Am 12. Januar 2010 bebte in Haiti die Erde. Helvetas war eine der Schweizer Organisationen, die sofort nach der Katastrophe Nothilfe und Wiederaufbau leisteten. Die Hilfe zeigt Wirkung bis heute. Noch immer aber ist Haiti einer der fragilsten Staaten weltweit und auf Unterstützung angewiesen.
Das verheerende Erdbeben der Stärke 7,0 kostete vor zehn Jahren Hunderttausenden in Haiti das Leben. Die internationale Solidarität war gross. Die Schweizer Entwicklungsorganisation Helvetas war bereits seit über 20 Jahren vor Ort präsent. Schnell konnte sie – mit Unterstützung der Glückskette – Nothilfe und bald auch Wiederaufbauhilfe vor Ort leisten.
Helvetas kannte die Verhältnisse und passte die humanitären Massnahmen den konkreten Bedürfnissen der Menschen an. In einer halbjährigen Nothilfephase unterstützte Helvetas die Landbevölkerung im Departement Artibonite nördlich der Hauptstadt. Hier räumten Dorfbewohnerinnen und -bewohner sowie Katastrophengeflüchtete die Strassen und sicherten die Hänge. Die Gemeinden koordinierten die Arbeiten, lokale Banken überwiesen die Gehälter. Damit waren die Behörden in die Katastrophenbewältigung eingebunden, was sie in ihrer Funktionsfähigkeit stärkte.

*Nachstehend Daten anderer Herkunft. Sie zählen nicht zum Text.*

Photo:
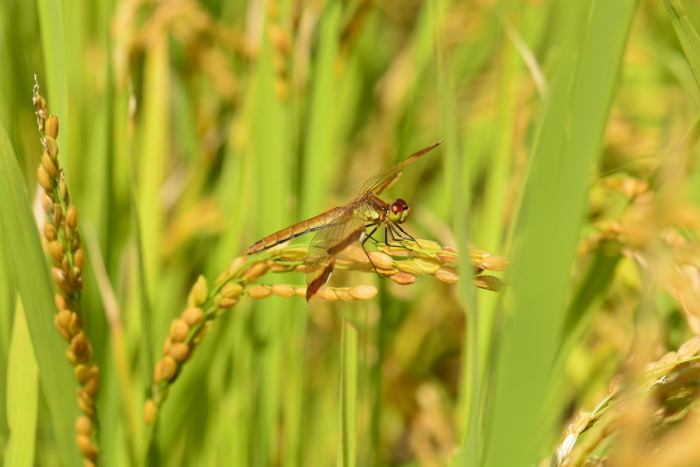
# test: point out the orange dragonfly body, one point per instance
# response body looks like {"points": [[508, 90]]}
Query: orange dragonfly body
{"points": [[342, 226]]}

In der Wiederaufbauphase von 2011 bis 2016 arbeitete Helvetas westlich von Port-au-Prince in Petit-Goâve. Helvetas unterstützte die Bevölkerung dabei, die Wasserversorgung wiederherzustellen. Zerstörte Quellen wurden saniert und Wasserspeicher wiederaufgebaut. Helvetas unterstützte zudem die Sanierung des Strassennetzes, damit die Frauen auf den Markt, die Kinder zur Schule gelangen konnten und das Gesundheitszentrum wieder erreichbar war. Später leistete Helvetas Katastrophenvorsorge, indem Wassereinzugsgebiete wiederaufgeforstet und Behörden für Katastrophen geschult wurden.
Von Haiti gelernt
Helvetas verknüpfte die kurzfristige Nothilfe mit längerfristiger Entwicklungszusammenarbeit. Die Menschen konnten beispielsweise durch den Strassenbau und die Hangsicherungen ein Einkommen erwirtschaften und wurden deshalb weniger abhängig von Hilfe von aussen. Die Bevölkerung übernahm – unterstützt durch Impulse von Helvetas – selbst Verantwortung für eine lebenswerte Zukunft.

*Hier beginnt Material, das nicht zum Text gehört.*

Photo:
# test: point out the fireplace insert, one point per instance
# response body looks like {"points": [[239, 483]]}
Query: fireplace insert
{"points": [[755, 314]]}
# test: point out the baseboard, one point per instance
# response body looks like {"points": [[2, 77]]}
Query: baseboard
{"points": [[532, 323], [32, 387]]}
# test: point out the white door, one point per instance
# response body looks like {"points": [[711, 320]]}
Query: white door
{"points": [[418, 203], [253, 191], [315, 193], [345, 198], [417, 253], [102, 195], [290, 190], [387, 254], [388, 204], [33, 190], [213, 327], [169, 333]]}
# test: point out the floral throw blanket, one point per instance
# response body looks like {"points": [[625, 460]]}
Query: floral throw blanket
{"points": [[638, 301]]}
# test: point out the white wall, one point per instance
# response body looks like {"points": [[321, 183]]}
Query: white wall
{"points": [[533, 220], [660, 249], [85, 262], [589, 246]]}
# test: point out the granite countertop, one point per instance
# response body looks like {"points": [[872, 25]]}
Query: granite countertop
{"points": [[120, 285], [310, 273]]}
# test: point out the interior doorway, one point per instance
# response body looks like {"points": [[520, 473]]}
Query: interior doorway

Nach dem Erdbeben in Haiti hat Helvetas Mitarbeitende in anderen Partnerländern weitergebildet und Vorbereitungen getroffen, um im Katastrophenfall schneller und effizienter helfen zu können. Seither hat Helvetas einen Nothilfe-Fonds und Fachpersonen für Nothilfe. Helvetas leistete dann 2015 nach dem Erdbeben in Nepal umfangreiche Sofort- und Wiederaufbauhilfe. Und seit 2018 engagiert sich das Hilfswerk auch im derzeit weltweit grössten Flüchtlingslager in Bangladesch für die Rohingya und die ansässige Bevölkerung.

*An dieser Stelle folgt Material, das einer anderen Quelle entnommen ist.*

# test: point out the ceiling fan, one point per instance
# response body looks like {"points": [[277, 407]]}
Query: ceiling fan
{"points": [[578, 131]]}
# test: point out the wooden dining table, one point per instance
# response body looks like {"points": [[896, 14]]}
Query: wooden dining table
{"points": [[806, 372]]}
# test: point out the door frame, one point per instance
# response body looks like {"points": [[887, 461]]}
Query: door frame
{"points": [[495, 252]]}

Schweizer Nothilfe hat gewirkt – doch die Lage bleibt angespannt
Die Hilfsprojekte von Helvetas in Haiti wurden grösstenteils von der Glückskette unterstützt. Die Spendensammelorganisation konnte dank der grossen Solidarität der Schweizer Bevölkerung mit knapp 63 Millionen Franken 91 Projekte finanzieren, die Helvetas und 20 weitere Partnerhilfswerke realisierten. Eine umfangreiche, unabhängige Wirkungsanalyse bestätigt nun die Wirksamkeit der Schweizer Nothilfe: 92 Prozent der befragten Haushalte führen die wichtigste Veränderung ihres Lebens auf die von der Glückskette unterstützten Projekte zurück. 90 Prozent der Umfrageteilnehmenden konnten dank dieser Hilfe ihre Grundbedürfnisse abdecken und ihre Existenzgrundlage wiederherstellen.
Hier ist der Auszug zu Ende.